Following the announcement, Silvergate Bank stock fell more than 50% to $6.52 in early morning trade. Coinbase, a leading cryptocurrency exchange, also suffered a setback and saw its share price fall by 8% to $59.47.
The Decline and Fall of Silvergate
Four months later, the industry is still experiencing the adverse effects of FTX, as companies of all kinds are struggling with the general market as well as the pain of being associated with Sam Bankman-Fried’s failing cryptocurrency company. Even before the launch of the cryptocurrency exchange in 2018, Alameda Research, the trading arm of FTX, was a source of revenue for Silvergate.

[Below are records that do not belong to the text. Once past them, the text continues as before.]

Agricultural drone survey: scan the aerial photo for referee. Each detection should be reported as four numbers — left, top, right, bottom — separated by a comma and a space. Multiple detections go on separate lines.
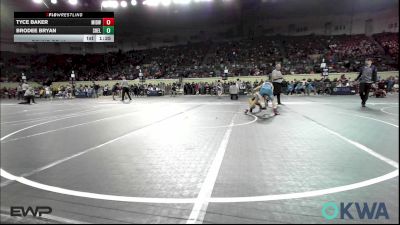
271, 63, 283, 105
356, 58, 378, 107
121, 76, 132, 101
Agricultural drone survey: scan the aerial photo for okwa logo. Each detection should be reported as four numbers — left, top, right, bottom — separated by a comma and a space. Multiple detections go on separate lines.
322, 202, 389, 220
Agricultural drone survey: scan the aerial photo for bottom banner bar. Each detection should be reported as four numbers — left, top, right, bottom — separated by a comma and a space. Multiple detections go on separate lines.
14, 34, 114, 42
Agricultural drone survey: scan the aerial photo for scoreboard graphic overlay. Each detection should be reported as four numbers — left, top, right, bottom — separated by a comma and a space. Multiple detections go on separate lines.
14, 12, 115, 42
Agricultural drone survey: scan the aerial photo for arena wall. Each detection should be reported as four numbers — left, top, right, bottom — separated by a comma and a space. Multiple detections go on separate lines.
0, 71, 399, 88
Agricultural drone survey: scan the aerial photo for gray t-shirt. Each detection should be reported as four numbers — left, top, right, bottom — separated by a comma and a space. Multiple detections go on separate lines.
360, 66, 373, 83
121, 80, 129, 87
271, 69, 283, 83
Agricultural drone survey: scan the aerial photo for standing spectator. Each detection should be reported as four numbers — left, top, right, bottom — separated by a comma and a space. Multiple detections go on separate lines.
271, 63, 283, 105
93, 81, 100, 98
121, 77, 132, 101
356, 58, 378, 107
17, 83, 24, 100
21, 80, 29, 96
19, 86, 36, 104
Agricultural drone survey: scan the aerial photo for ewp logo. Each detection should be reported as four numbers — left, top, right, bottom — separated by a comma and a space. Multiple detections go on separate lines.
10, 206, 53, 217
322, 202, 389, 220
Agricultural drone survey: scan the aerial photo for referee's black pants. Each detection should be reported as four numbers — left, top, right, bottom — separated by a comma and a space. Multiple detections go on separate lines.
272, 82, 282, 105
359, 83, 372, 105
122, 87, 132, 101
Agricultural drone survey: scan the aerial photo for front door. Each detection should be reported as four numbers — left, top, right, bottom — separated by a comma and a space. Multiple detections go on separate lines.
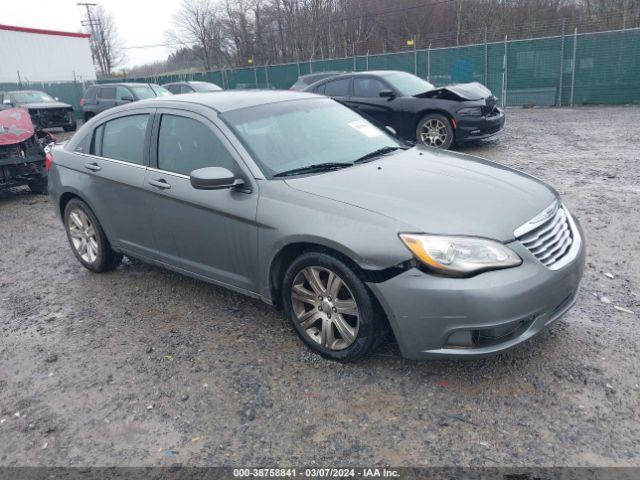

In contrast, Silvergate had a significant bank run after the FTX collapse in November 2022, as shown by the fact that customers withdrew more than $8 billion from the bank in just the fourth quarter.
On January 5, 2023, Silvergate announced the termination of 40% of its workers while also securing a number of loans, including a $4.3 billion loan from the Federal Home Loan Bank. As a result of its financial crisis, Silvergate postponed its ambitions to introduce a virtual currency and write off $196 million related to its purchase of the assets associated with Facebook’s failed project Diem.
Market participants and industry analysts believe that Silvergate may soon declare bankruptcy after the deadline of March 16 and follow in the footsteps of FTX. Due to the ongoing investigations and the most recent termination of partnerships, Silvergate is currently one of the most shorted companies on the market. According to the Financial Industry Regulation Authority, as of January 31, total short positions represented more than 72% of the shares of Silvergate Capital.